In 2007, few people foresaw the drastic reduction of interest rates to come, including financial advisers. They were enthusiastic about swaps, the hedging products designed to protect business loans from interest rises. Some business funding from banks was conditional on having a swap attached.
This has turned into a bonanza for the banks, because when interest rates drop the swap customer has to pay the difference to the lender. These Interest Rate Swap Agreements (IRSAs) are also very costly to get out of, and that was often not explained to the customers before they signed them.
Losses can be Significant
One entrepreneur, who was persuaded to buy six IRSAs in 2007, says his total losses so far amount to £1.5 million and he is only still in business because the losses are spread among several enterprises and he still has one that is profitable. He maintains that break costs or other options were never mentioned before he purchased the swaps.
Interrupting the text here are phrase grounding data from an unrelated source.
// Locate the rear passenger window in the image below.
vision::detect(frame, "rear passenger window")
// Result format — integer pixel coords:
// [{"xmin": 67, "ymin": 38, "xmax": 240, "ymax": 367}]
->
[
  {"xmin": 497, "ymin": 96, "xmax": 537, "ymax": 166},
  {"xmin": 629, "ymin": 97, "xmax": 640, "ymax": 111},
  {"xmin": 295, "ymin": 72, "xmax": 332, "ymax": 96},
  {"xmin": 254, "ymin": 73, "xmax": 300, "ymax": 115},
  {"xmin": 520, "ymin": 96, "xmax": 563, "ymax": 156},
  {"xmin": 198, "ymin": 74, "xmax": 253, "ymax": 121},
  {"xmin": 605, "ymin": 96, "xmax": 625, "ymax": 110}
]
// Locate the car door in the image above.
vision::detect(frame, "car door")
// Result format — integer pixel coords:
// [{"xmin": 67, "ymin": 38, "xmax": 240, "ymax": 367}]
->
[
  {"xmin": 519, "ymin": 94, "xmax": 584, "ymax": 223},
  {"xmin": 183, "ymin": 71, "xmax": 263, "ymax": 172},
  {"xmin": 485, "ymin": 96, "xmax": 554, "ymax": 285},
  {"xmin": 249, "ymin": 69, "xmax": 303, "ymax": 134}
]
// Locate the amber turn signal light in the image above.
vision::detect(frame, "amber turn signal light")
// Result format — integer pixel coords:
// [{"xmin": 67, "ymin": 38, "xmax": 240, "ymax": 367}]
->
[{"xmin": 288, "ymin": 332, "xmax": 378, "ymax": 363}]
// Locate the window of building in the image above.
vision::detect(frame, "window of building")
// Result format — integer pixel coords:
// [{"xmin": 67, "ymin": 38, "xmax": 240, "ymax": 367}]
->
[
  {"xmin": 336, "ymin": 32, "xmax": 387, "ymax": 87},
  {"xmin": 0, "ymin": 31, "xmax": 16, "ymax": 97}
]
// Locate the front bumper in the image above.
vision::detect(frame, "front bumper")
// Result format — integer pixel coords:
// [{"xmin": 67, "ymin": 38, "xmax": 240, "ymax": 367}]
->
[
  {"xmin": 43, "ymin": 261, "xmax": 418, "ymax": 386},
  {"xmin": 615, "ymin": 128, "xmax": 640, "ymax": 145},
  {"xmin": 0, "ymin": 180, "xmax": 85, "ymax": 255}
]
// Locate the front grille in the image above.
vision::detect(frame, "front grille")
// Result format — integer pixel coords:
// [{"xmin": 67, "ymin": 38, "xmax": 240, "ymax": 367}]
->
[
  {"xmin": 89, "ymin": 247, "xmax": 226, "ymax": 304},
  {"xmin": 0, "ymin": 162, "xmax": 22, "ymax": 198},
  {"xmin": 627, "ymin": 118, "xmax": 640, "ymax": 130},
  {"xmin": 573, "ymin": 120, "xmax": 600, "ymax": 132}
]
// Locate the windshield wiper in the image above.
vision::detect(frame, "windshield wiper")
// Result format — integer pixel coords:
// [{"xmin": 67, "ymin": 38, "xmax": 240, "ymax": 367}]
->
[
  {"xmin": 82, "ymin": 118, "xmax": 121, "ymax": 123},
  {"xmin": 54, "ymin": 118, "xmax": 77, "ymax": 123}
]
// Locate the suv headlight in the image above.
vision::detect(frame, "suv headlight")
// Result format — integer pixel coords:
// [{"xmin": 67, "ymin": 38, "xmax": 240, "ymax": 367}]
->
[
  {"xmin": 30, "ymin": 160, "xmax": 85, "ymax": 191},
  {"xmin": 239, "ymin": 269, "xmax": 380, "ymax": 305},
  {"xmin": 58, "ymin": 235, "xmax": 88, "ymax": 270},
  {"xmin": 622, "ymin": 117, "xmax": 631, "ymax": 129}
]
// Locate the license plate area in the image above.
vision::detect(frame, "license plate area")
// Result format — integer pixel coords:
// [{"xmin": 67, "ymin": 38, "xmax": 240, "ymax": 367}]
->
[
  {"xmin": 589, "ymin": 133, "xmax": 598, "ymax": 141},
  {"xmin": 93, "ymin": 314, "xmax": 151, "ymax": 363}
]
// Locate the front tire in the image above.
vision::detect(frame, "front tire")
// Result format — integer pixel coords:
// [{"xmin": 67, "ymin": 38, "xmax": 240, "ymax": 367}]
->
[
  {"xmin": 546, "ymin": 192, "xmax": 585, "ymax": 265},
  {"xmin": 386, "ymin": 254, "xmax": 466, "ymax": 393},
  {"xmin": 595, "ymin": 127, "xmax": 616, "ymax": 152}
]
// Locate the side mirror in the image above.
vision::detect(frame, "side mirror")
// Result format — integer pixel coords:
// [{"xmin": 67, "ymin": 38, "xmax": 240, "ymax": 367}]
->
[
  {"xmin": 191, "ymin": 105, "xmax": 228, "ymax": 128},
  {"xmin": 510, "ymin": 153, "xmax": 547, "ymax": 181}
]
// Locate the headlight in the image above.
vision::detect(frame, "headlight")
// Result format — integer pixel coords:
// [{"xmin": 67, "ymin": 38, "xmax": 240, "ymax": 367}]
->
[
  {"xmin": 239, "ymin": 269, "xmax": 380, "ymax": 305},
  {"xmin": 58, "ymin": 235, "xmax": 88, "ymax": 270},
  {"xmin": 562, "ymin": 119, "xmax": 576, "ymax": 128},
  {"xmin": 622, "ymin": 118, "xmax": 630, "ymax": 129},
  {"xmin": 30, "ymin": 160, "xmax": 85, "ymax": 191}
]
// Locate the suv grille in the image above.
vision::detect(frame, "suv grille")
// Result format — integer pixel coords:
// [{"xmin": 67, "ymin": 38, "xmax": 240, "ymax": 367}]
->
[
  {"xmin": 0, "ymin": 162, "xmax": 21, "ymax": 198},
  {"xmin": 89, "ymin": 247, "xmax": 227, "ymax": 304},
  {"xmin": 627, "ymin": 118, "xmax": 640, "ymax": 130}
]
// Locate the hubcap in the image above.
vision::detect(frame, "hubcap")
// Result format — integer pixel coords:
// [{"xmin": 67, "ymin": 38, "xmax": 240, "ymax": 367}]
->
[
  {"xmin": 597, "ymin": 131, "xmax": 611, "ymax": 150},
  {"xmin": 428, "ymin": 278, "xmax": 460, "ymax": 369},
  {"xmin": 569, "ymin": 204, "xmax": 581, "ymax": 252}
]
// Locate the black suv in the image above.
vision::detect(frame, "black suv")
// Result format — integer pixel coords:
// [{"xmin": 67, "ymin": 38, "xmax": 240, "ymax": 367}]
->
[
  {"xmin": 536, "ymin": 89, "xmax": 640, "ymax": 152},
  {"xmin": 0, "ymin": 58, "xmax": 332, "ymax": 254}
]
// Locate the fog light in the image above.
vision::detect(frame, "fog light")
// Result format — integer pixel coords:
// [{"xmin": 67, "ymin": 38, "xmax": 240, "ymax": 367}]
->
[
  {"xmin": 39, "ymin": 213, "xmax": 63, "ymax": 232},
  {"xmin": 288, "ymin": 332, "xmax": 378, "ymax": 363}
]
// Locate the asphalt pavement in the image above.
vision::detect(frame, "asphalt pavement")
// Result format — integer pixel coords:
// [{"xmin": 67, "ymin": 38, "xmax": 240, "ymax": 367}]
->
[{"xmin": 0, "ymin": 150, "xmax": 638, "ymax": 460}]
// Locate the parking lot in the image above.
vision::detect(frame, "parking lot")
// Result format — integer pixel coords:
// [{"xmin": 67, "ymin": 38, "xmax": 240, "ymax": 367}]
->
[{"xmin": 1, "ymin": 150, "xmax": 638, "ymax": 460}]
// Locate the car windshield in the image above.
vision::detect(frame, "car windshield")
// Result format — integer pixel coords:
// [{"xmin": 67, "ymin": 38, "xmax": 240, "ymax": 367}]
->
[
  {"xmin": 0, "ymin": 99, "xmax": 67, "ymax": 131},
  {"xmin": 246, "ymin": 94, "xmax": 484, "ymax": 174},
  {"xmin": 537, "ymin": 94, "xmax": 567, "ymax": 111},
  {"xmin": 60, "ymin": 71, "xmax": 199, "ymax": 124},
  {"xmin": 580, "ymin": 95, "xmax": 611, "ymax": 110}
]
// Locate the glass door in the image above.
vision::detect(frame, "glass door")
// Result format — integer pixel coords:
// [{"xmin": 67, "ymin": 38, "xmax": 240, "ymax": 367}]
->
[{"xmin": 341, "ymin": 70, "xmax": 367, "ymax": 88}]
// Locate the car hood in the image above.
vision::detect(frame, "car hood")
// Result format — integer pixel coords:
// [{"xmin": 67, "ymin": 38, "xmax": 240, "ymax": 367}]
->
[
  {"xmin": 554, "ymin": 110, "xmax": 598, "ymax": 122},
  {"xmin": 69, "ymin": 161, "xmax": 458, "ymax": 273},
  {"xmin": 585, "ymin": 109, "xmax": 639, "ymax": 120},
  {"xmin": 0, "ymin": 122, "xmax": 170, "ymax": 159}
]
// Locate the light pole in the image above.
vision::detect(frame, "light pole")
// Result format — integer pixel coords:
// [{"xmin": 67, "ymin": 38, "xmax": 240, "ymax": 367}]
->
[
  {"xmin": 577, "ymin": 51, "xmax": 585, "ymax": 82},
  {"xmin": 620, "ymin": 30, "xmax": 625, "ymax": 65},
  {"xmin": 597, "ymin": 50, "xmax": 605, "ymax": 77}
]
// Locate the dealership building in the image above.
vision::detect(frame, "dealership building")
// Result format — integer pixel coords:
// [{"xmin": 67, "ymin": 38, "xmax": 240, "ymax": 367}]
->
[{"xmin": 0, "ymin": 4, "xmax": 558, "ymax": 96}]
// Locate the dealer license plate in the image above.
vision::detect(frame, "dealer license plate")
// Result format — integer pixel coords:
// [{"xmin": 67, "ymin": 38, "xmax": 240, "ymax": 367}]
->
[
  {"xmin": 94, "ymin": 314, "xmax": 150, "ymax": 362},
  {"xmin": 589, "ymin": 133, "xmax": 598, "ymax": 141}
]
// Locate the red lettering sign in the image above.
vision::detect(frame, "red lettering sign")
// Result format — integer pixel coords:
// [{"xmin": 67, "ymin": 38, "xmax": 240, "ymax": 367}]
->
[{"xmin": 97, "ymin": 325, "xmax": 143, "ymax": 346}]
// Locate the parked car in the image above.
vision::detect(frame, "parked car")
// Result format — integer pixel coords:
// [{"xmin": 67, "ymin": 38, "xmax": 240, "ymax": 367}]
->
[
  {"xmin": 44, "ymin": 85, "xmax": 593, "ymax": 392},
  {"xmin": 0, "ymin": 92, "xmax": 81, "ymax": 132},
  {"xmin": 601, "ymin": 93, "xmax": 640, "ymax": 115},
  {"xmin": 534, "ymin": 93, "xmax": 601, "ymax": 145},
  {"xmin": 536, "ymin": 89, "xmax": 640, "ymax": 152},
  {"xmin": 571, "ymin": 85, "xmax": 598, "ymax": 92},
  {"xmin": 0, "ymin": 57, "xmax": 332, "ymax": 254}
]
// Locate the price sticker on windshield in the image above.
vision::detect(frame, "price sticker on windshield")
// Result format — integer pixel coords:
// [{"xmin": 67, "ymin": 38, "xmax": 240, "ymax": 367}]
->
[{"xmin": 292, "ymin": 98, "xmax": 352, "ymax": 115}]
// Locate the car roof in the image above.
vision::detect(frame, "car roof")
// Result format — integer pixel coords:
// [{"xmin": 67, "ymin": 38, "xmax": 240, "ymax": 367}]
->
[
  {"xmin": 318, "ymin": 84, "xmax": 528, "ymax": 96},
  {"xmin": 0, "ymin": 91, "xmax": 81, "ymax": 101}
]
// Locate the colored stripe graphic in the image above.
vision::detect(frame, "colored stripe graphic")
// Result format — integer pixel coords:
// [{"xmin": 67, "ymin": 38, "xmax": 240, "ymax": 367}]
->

Swap Mis-selling Also Significant
This constitutes serious mis-selling because banks and their representatives, as well as independent financial advisers have a responsibility to point out all risks involved in any transaction, and to ensure that products are suitable for a customer before decisions are made. The FSA recently estimated that, of SMEs that purchased swaps, around 90% were mis-sold. Many have had to down-size their staff and their growth, or have even ceased to trade altogether.
So the FSA has set up a scheme and ordered the major banks to sort out their small business swap customers and compensate them for their losses. If you have been a victim, have a total of up to 50 staff, with a turnover of not more than £6.5 million or a balance sheet of up to £3.26 million, and your lender is involved in this scheme, you can expect compensation. You should not have to involve a financial adviser, but you should not delay talking to the lender and asking what they will do about it and how soon. The Financial Service Ombudsman can also intervene in cases where compensation will not reach more than £150,000. To claim from lenders outside this scheme, you will most likely need to get legal support, so your claims will also need to cover your legal costs.
The first step is probably to work out the difference between what repayments you would have made if your loan had been free of the swap and what you actually paid. Your outsourced bookkeepers will be the best people to help you do this.